In this study, two standard ML algorithms, SVM and RF, were evaluated to predict prognosis using only nuclear information. SVM and RF are well suited when the sample size is relatively small. We carefully avoided overfitting situations by using out-of-bag evaluation. We found that both SVM and RF models were able to classify a test set as either recurring within 2 years or not recurring within 2 years with significant accuracy. Interestingly, most of the errors were misclassified by both SVM and RF models. The misclassification was that a patient with Rec (−) was judged as Rec (+) (Supplementary Table 2, test cases 11, 17, 22, and 23). In fact, three of these patients had recurrence 3 years after TUR. In addition, one case recurred at 41 months after the first TUR. These results indicate that AI can accurately predict early recurrence by using a large number of features, even with only morphological and textural information of nuclear atypia. The fact that the SVM and RF models yielded similar results suggests that the morphological information of nuclear atypia is highly discriminative.

This model will be a new minimally invasive prediction model that provides information from the aspect of cancer morphology, which is completely different from the conventional risk classification (Supplementary Fig. 2).
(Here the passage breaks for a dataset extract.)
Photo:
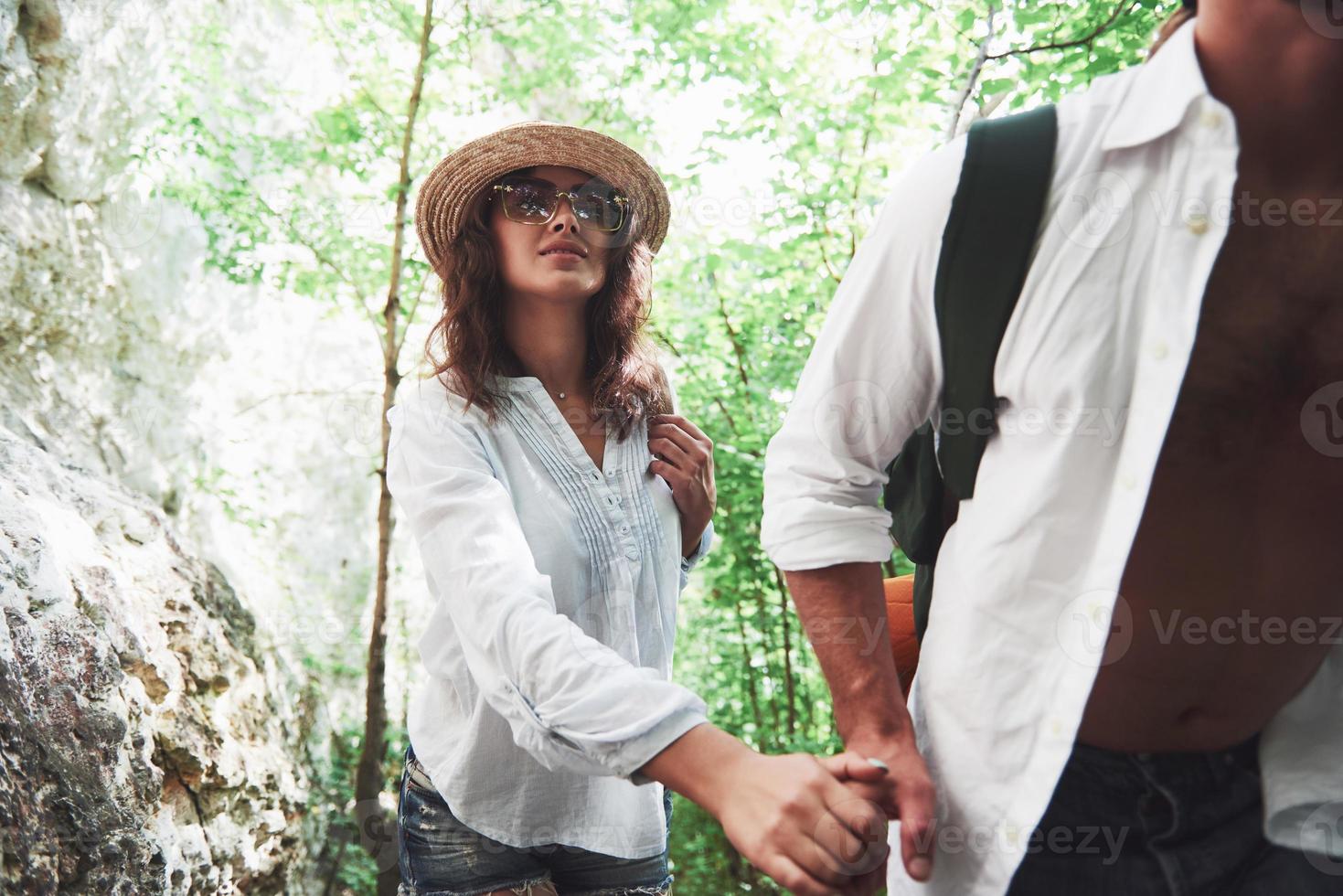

A weakness of the current risk classification is the heterogeneity of tumors belonging to intermediate-risk categories21. We believe that this analysis of nuclear features can be used as an auxiliary tool to improve the current risk classification. In the future, we need to investigate how other morphological information can be processed to improve the accuracy of AI-based prognostic prediction or how the number of cases can be increased to improve the accuracy. In addition, to avoid selection bias, it would be ideal to construct an automatic acquisition of ROIs for total slide images. As another limitation, to avoid bias, we did not include cases that received BCG maintenance therapy which significantly reduce recurrence rates. This might limit the generalizability of the results. However, the results indicate reasonable accuracy for recurrence prediction from the initial TUR tissue image. Henceforth, this method is expected to be applied to predict progression to muscle-invasive diseases, efficacy of intravesical injection therapy, and long-term prognosis.

In conclusion, our study demonstrated the usefulness of quantitative nuclear morphological information of cancer cells obtained using digital pathologic analysis in NMIBC patients, which we used to develop a novel recurrence risk prediction model. This model must contribute to the future development of ML models in NMIBC.